Powering Efficient Data Prep & Effective MLOps: Dataiku + Snowflake

Scaling AI Joy Looney

How can your organization practically and pervasively deploy innovative technology while still maintaining control? When you break it down, the answer is actually fairly simple: gaining topic literacy and choosing the right platform. Enhancing your technology stack while tapping into your preexisting knowledge base and unfettering expert talent to work on high-value projects will give your organization the flexibility and competitive edge needed to emerge ahead. But first, scaling AI is essentially impossible without establishing a foundation and then thoroughly articulating the concepts that engender responsible and replicable data and machine learning (ML) processes. 

Dataiku is designed with key data preparation and MLOps capabilities dedicated to these critical concepts and crafted for seamless integration with other vital players like Snowflake. Your ML initiatives can be launched, maintained, and grown easier than ever before. 

Elastically Scale Your Data Prep and Model Inference With Snowflake 

Kyle Berry, Solutions Engineer at Dataiku, was joined in this Everyday AI Chicago conference session by Jennifer Wylie, Senior Sales Engineer at Snowflake. In the session, they explained how Snowflake’s innovative cloud architecture can be used to execute SQL and Python data transformations with a performance engine operating out of Dataiku’s single environment. 

66% of data scientists spend their time preparing their data.” - Jennifer Wylie

Snowflake’s goal is to minimize time wasted on data wrangling and cleaning and turn data preparation into an easy and fast mechanism, freeing data scientists to work on more value-add projects.

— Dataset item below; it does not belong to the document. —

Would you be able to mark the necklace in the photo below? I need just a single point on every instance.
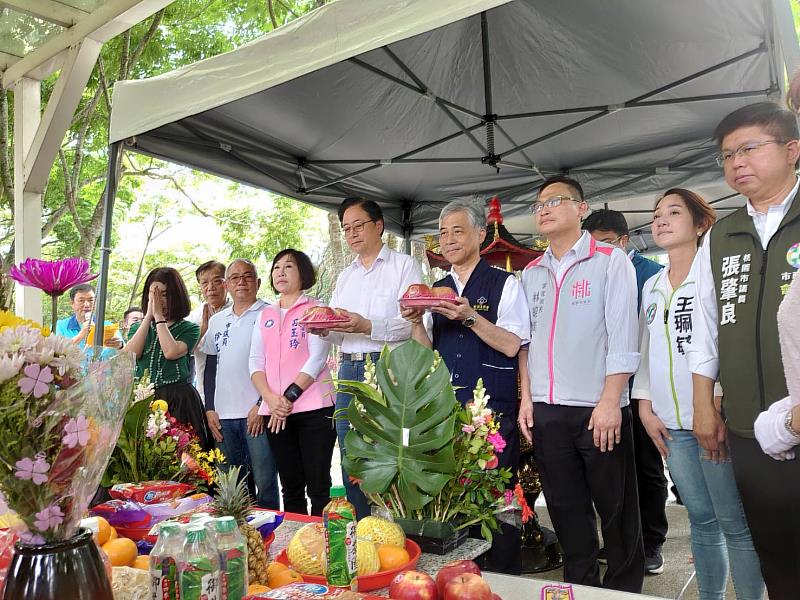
(158, 362)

So, how is Snowflake going after this goal alongside Dataiku? 

In Wylie’s words, “Snowflake makes Dataiku sing.” Dataiku and Snowflake are complementary solutions that combine Snowflake’s highly scalable computational power and processing flexibility with Dataiku’s ML and model management capabilities. 

You’re able to kick-start your projects, bringing in any type of data (structured, semi-structured, non-structured) via Dataiku’s graphical interface that gives users an intuitive environment to seamlessly load data from AWS and Azure to Snowflake. The combination of Snowflake and Dataiku helps you clean your data quickly and get your data where it needs to be in the format that works best for you. Then, teams can take full advantage of the scalability offered by cloud services with Snowflake, which was built on the cloud for cloud computing, by easily scaling compute clusters.

→ Go Further on Optimized AI Solutions With Snowflake and Dataiku 

Now that you know you can tackle and scale data preparation efficiently with Snowflake and Dataiku, let’s look deeper into the powerful MLOps capabilities of Dataiku. 

What's Your MLOps Strategy? 

Catalina Herrera, Principal Solutions Engineer at Dataiku, reminded us in this Everyday AI Miami conference session that it’s still undeniably difficult to connect people, processes, and technology (especially if you’re working with the wrong platform). This is where MLOps enters the spotlight. However, a poorly managed MLOps strategy leaves opportunities on the table and unheedingly leeches resources. 

By leveraging Dataiku’s robust suite of MLOps features to manage your live models — monitor performance, detect and analyze drift, perform model comparisons, and more — you can mitigate this problem, removing friction from your MLOps strategy to make the most of the resources already at your fingertips. 

Build for a Business Use Case 

ML is a pipeline, and each artifact along the pipeline needs to connect to the root — the business use case you’re solving for. To do this you need to empower domain experts within business teams to work alongside data experts within data science teams in an efficient manner from start to finish. 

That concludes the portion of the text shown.